Nevertheless, Dolores begins to approach the music in very early years. In 1990 the real breakthrough comes in his life: she participates in an audition for a group called The Cranberry Saw Us, composed by the brothers Noel and Mike Hogan (respectively guitar and bass) and Fergal Lawler (drums). They are looking for a good substitute for singer Niall Quinn, who is determined to abandon them. It’s Quinn himself who reported the young Dolores to his companions, determining the beginning of her adventure with those who will soon change their name in The Cranberries.
We are on the early 90s, in an Ireland that sees, as well as the rest of the world, a radical change of the music scene: we discover new tendencies like Alternative Rock and, at the same time, the influences from grunge arrive. In an age of transition such as that, The Cranberries, led by an energetic Dolores O’Riordan, find the right environment to emerge thanks to the debut single Uncertain, which receives a huge success and will give name to a subsequent EP. Shortly thereafter, in ’93, the group supports Suede on the American tour and, in the same year, prepares to debut with the album Everybody Else Is Doing the Same, So Why Can’t We?. From that moment on, the world learns about the existence of The Cranberries: Dolores is a charismatic artist, who sings with passion and who -most important- knows how to transmit her passion to the public.
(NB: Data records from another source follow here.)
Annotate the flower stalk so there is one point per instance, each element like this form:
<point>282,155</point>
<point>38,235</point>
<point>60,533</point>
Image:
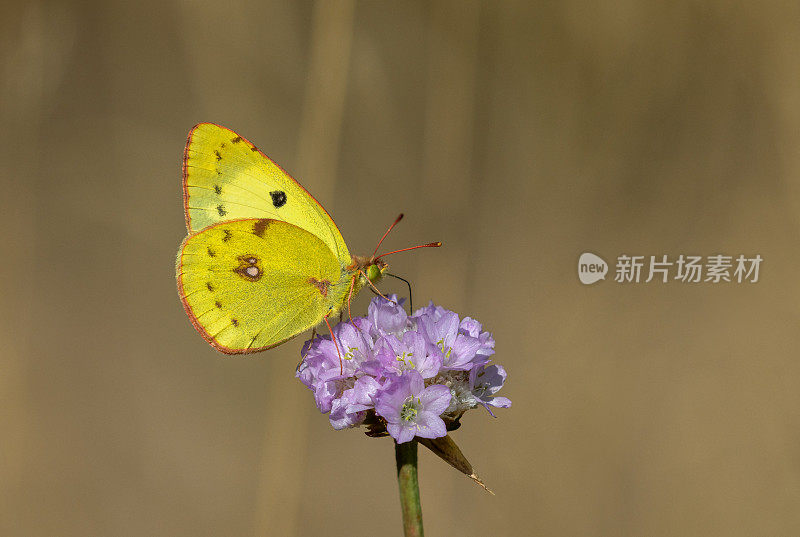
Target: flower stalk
<point>408,483</point>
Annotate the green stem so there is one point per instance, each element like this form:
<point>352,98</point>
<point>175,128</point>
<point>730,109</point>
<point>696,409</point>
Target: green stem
<point>406,456</point>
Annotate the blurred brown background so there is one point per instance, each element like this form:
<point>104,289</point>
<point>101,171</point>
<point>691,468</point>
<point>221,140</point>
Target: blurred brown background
<point>520,134</point>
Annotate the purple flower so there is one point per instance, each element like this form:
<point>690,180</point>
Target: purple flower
<point>411,409</point>
<point>412,352</point>
<point>484,382</point>
<point>405,375</point>
<point>351,408</point>
<point>457,349</point>
<point>387,316</point>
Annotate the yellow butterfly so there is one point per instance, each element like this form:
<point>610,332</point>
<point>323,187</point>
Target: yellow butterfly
<point>263,261</point>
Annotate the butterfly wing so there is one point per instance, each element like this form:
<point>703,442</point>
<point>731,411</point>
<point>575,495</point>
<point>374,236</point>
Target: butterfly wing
<point>251,284</point>
<point>226,178</point>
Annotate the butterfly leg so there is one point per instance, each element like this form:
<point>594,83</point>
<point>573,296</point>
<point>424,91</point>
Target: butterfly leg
<point>335,344</point>
<point>375,289</point>
<point>350,296</point>
<point>313,335</point>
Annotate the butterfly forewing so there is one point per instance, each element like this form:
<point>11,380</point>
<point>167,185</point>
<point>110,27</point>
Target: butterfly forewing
<point>225,177</point>
<point>251,284</point>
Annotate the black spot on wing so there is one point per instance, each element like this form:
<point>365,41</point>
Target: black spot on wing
<point>260,227</point>
<point>278,198</point>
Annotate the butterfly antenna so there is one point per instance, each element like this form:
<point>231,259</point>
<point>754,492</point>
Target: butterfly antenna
<point>399,217</point>
<point>429,245</point>
<point>410,300</point>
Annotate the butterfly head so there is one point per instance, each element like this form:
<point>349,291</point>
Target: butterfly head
<point>376,269</point>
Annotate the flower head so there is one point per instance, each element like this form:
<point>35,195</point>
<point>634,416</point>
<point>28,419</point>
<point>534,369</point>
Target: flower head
<point>402,375</point>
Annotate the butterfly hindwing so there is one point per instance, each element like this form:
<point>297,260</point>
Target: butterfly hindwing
<point>251,284</point>
<point>225,177</point>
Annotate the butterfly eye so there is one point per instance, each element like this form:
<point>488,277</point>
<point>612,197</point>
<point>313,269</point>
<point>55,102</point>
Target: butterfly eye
<point>373,273</point>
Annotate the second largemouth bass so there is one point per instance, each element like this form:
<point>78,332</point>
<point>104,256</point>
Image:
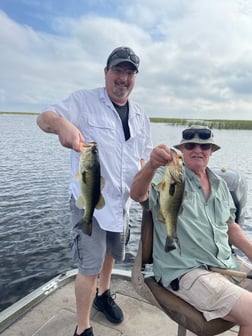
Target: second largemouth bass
<point>171,193</point>
<point>91,184</point>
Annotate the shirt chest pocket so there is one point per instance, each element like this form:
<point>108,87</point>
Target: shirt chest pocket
<point>102,130</point>
<point>222,211</point>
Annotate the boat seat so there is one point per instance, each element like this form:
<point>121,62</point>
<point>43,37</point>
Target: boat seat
<point>187,317</point>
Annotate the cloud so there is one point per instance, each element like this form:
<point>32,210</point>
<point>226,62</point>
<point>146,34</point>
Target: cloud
<point>195,56</point>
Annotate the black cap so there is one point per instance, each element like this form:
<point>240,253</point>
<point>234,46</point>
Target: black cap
<point>123,54</point>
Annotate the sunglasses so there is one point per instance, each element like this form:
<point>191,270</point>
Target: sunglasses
<point>126,54</point>
<point>192,145</point>
<point>203,133</point>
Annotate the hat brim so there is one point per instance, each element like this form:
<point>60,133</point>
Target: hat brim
<point>198,141</point>
<point>121,60</point>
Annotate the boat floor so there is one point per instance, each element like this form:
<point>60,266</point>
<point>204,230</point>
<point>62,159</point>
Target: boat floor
<point>56,316</point>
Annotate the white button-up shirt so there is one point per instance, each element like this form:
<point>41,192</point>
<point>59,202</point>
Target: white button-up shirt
<point>93,113</point>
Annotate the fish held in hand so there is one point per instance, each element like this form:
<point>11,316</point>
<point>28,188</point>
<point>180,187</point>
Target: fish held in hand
<point>171,190</point>
<point>91,184</point>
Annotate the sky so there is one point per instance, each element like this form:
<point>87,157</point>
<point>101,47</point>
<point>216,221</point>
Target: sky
<point>196,56</point>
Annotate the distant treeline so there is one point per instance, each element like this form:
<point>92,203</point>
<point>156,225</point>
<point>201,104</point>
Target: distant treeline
<point>212,123</point>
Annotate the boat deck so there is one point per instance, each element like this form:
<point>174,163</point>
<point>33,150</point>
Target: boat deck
<point>55,315</point>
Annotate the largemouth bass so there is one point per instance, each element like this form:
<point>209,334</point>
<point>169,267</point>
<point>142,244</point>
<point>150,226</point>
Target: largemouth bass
<point>91,184</point>
<point>171,193</point>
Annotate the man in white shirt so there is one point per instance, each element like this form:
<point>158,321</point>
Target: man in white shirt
<point>122,132</point>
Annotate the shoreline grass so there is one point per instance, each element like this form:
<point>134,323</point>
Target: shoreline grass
<point>212,123</point>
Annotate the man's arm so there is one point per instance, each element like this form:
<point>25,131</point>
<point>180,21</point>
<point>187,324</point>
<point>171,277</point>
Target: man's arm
<point>160,156</point>
<point>238,238</point>
<point>69,135</point>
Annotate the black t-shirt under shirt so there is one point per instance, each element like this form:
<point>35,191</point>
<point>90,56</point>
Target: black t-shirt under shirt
<point>123,112</point>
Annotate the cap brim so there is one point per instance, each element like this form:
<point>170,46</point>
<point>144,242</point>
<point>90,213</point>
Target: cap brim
<point>121,60</point>
<point>214,146</point>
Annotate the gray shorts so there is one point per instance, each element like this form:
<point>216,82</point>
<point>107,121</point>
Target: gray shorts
<point>212,293</point>
<point>89,251</point>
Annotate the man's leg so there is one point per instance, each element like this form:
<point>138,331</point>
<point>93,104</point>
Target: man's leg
<point>105,275</point>
<point>241,314</point>
<point>85,286</point>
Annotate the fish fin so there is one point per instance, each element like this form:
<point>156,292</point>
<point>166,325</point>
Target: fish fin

In the subsequent albums, the band is not afraid to approach hot topics, understanding the true communicative power of music. For example No Need To Argue (1994) contains the song Zombie, which proposes a crude examination on the consequences of the Northern Ireland conflict. Ireland is the land of traditions where the Cranberries have their roots, exploring the boundaries of Celtic Rock. But success is not everything for Dolores: carrying on his fight against depression, the singer relies on music, as well as religion, demonstrating a particular affection for Pope John Paul II -she will meet him face-to-face at the Christmas concert in 2001.
Despite the many successful publications, in 2003 Dolores moves away from the band, looking for her own way, starting her solo career and publishing two albums: Are You Listening? (2007) and No Baggage (2009). A wrong decision, however, that she will backtrack, leading to the group’s reunion (2009) and the subsequent release of the album I (2011).
Meanwhile, Dolores carries on other projects such as the new Wave/electronic super trio D.A.R.K., born in 2016 from collaboration with bassist Andy Rourke (The Smiths) and producer Olé Koretsky. D.A.R.K.’s first full-length, Science Agrees, is registered in Ontario, Canada.
We arrive now in the recent times: our singer has suffered some bipolar disorders, instability in the mood and a strong depression -it seems it never abandoned her. After assaulting a hostess and a police officer at the Shannon Airport, Dolores risks the arrest, but she is released because of her precarious mental health conditions.
This unfortunate situation of unhappiness drags her more and more towards a dark mood, that somehow helps her to deal with her pain. In short, her death seems to have been determined by these factors, even if nothing can be confirmed: what is sure is that the world of music tragically lost an icon of rock, a personality that marked an era and gave voice to a great band, brave and determined. And that’s how we want to remember her.